The only word Owen could think of to describe the expression on Hiram Edson’s visage was: Hope.
At this time Seventh-day Adventists’ most blessed hope is Christ our High Priest.
What lifted the spirits of former Millerites before the sinking awareness that the last several years had been an irredeemable waste of time, energy, and money? What shielded them from the I-told-you-so smirks on the faces of neighbors and acquaintances? What gave them the wherewithal to put their lives back together piece by piece?
It was a new hope that didn’t so much replace the former hope as create a different, more sophisticated hope. We might say a hope more in alignment with truth, reality. Edson’s vision in the cornfield came from one type of revelation; the advent believers explored and confirmed that particular revelation with another type of revelation: Bible study. Their conclusion: “We have this hope as an anchor for the soul, firm and secure. It enters the inner sanctuary behind the curtain where our forerunner, Jesus, has entered on our behalf. He has become a high priest forever…”

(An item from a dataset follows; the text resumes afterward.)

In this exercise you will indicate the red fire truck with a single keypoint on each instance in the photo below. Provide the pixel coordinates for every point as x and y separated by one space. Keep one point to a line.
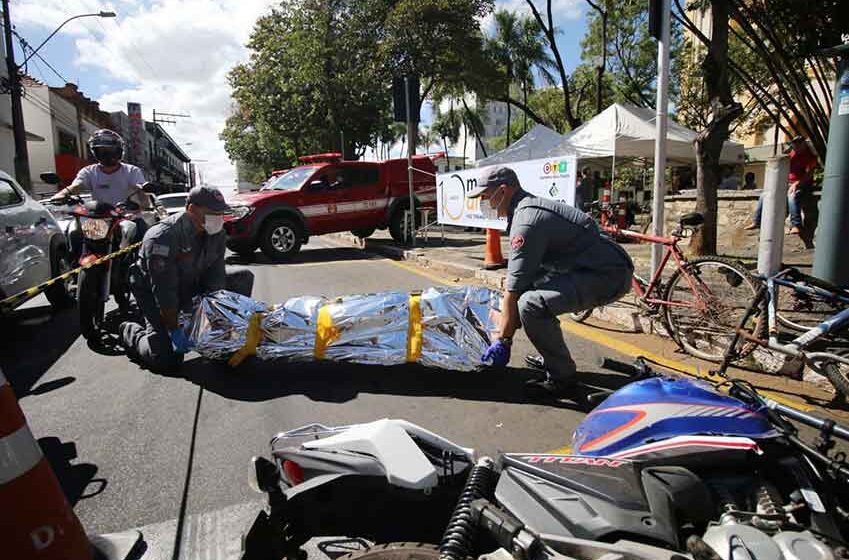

Christ our High Priest means this:
- Jesus died for us
- Jesus rose from the dead
- Jesus was successful in his activities in the Holy Place
- Jesus entered the Most Holy Place
- Jesus is applying the blood of His sacrificial death in atonement for our sins
- Jesus lives to intercede for us
- Jesus is our lawyer
- Jesus is typifying the meticulousness of the earthly sanctuary to save us thoroughly and flawlessly
- Jesus loves humanity as seen in the tedious, exhaustive, and transparent attempts to save all
- Jesus is preparating of heaven for us
- Jesus will return to earth when His work in the Most Holy Place is completed
- Jesus is 169 years into the final stage of our salvation; His coming is near
October 23 guaranteed that all of humanity would hear the gospel—not just dwellers in parts of the United States, Britain and Australia. October 23 guaranteed that the final salvation for some at Christ’s second coming would not be based upon a shabby, insufficient process, but upon a thorough and durable application of Jesus’ death. October 23 guaranteed that the damnation that Christ’s second coming would confirm for others would not be based upon a shabby, insufficient process, but upon thorough, exhaustive, and perfectly systematic attempts to persuade them to accept Christ’s sacrifice. October 23 signaled the final phase of a plan that will make everything harmonious, holy, vital, pure and perfect again.
If all goes right—and all will go right—the process that began on October 23 almost 170 years ago will triumphantly culminate in the event that our spiritual forebears thought would occur on October 22 almost 170 years ago: the return of Jesus.